Импровизация на тему любви
Шрифт:
Кстати, события могут развиваться и по-другому. Допустим, твоя подруга ошиблась и раньше ты не обращал внимания на девушку, к которой тебя приревновали. Но теперь, после всех заданных и незаданных вопросов, ты начинаешь видеть свою знакомую уже в новом свете и понимаешь, что она тебе нравится. Женщины даже предвосхищают твои вкусы, вот как!
— Сильвия, сегодня утром я получил три сообщения: одно от тебя, другое от Зануданте и третье… угадай, от кого? От Камиллы!
— Какой же ты болван, Джакомо! Опять тратишь на нее время! Если ты снова с ней свяжешься, я тебя растопчу.
— Да нет, не бойся.
Камилла написала:
«Привет, это я. Можешь позвонить мне?»
Что ей от меня нужно? Я не переставал думать об этом.
Мы с Камиллой расстались по очень простой причине:
Около половины второго Камилла приехала, и не одна.
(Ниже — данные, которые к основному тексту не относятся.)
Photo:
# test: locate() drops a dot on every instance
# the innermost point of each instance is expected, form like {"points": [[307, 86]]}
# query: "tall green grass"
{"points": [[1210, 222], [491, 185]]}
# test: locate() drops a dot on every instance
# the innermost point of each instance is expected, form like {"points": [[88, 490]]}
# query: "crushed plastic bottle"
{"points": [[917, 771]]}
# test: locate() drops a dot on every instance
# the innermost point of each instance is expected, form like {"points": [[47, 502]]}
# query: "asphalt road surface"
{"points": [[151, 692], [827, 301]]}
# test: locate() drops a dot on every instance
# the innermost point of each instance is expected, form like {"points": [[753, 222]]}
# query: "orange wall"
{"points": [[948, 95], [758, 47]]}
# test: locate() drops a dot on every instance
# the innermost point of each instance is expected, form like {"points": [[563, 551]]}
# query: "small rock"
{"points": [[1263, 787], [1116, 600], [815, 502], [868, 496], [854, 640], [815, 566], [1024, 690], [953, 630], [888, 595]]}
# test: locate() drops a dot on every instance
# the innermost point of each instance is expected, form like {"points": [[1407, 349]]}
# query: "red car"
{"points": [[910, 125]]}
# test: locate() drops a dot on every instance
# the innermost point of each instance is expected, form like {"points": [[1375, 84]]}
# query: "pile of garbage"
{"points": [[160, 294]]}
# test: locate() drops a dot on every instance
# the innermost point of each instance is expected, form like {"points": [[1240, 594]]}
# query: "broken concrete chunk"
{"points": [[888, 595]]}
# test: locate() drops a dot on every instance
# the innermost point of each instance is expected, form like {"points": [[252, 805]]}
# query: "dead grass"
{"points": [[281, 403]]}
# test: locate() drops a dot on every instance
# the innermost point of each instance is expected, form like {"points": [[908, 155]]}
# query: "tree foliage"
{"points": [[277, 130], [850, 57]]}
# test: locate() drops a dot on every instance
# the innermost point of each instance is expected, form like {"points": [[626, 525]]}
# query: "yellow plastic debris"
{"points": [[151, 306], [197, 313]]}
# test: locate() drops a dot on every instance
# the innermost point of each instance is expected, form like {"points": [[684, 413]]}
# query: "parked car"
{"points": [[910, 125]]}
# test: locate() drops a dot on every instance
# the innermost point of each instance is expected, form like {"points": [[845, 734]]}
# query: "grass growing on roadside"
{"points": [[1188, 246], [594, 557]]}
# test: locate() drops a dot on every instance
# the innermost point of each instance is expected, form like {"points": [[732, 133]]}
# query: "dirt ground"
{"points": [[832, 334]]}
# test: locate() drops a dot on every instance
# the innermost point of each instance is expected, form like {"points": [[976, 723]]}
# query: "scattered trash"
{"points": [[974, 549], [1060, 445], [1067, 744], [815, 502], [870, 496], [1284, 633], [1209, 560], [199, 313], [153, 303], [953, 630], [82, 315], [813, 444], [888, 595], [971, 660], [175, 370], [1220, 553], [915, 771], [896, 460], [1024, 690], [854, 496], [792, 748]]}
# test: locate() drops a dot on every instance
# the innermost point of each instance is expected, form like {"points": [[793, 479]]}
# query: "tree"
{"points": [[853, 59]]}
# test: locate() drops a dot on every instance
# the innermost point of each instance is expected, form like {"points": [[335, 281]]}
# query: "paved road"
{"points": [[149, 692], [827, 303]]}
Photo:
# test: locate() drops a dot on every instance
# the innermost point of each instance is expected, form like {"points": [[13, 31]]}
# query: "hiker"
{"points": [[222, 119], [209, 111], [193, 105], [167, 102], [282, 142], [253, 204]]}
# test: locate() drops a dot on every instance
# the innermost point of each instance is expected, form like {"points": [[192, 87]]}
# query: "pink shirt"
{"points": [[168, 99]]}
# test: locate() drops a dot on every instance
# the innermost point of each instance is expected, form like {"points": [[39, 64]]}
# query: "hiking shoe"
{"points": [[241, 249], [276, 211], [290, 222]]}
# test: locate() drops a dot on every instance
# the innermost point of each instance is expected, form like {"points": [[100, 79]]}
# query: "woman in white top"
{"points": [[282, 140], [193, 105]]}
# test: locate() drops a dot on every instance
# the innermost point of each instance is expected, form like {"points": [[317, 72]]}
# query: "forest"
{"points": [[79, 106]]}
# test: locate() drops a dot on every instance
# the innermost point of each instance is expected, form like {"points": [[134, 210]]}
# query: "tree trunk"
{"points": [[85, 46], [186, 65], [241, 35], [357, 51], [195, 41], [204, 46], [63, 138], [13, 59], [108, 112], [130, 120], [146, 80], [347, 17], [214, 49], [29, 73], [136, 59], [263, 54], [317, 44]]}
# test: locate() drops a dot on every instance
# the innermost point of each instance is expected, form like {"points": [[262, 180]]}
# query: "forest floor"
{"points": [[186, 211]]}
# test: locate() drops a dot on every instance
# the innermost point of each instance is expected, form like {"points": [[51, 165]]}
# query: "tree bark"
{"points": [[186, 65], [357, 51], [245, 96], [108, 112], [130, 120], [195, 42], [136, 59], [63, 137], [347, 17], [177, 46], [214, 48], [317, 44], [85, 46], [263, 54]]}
Никакой подруги рядом с ней не было. «Подругой» оказался мой товарищ Андреа. Старый друг времен детских считалок… Мне не больно было, свиное твое рыло, не побить тебе меня, гадкая змея. Хочешь спать, полезай к бабке в кровать, хочешь нить, иди к попам просить, хочешь есть, полижи собачью шерсть. А кто это говорит, на себя пусть последит… Нас с ним все эти годы связывала уйма забавных детских воспоминаний.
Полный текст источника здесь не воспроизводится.